Amid growing scrutiny of corporate environmental disclosures, concerns have intensified regarding the prevalence of greenwashing. Although the rapid advancement of artificial intelligence (AI) has drawn increasing attention for its transformative potential in corporate governance, its implications for environmental disclosure have only begun to receive scholarly attention and warrant further investigation. This paper investigates the impact of artificial intelligence adoption on corporate greenwashing using a panel dataset of Chinese A-share listed firms from 2011 to 2022. Leveraging a novel AI adoption index derived from a fine-tuned large language model (LLM), we conduct empirical tests to assess the relationship between AI use and firms’ greenwashing strategies. Our findings reveal that AI adoption significantly reduces the incidence of greenwashing, which remains robust across multiple validation checks. Decomposition analysis across different technological categories shows that planning and decision systems constitute the most influential strand of AI in curbing greenwashing.

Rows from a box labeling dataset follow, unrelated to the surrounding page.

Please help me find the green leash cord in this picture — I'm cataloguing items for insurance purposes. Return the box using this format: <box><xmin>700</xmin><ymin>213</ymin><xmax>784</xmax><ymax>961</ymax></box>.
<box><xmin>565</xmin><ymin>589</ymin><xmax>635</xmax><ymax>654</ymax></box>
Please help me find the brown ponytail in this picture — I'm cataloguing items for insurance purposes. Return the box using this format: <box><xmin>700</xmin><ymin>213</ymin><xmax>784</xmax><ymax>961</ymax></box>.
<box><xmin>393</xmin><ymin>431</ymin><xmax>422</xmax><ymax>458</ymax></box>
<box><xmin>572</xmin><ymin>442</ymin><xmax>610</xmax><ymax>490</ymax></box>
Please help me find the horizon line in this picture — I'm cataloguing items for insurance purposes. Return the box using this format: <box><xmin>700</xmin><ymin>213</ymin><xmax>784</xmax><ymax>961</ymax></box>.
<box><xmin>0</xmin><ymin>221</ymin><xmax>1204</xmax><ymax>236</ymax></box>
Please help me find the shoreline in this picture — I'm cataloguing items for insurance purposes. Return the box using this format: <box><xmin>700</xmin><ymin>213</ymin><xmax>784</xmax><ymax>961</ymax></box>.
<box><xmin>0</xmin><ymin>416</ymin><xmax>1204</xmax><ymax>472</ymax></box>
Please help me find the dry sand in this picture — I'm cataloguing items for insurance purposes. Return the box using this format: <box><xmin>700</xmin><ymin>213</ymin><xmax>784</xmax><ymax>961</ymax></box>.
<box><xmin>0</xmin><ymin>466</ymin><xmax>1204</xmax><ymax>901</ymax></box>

Mechanism analysis indicates that this effect operates through enhanced operational efficiency, improved human capital structure, and increased green innovation. Additional heterogeneity analysis across subsamples reveals that the deterrent impact exhibits greater intensity in firms characterized by non-state-owned firms, polluting sectors, and technology-intensive enterprises. By highlighting the governance potential of AI in promoting credible environmental disclosure, this study provides new empirical evidence on the intersection of digital transformation and corporate sustainability.

Suggested Citation

  • He, Ling-Yun & Wang, Liang, 2025. "Can artificial intelligence curb greenwashing? Firm-level evidence based on large language model," Energy Economics, Elsevier, vol. 152(C).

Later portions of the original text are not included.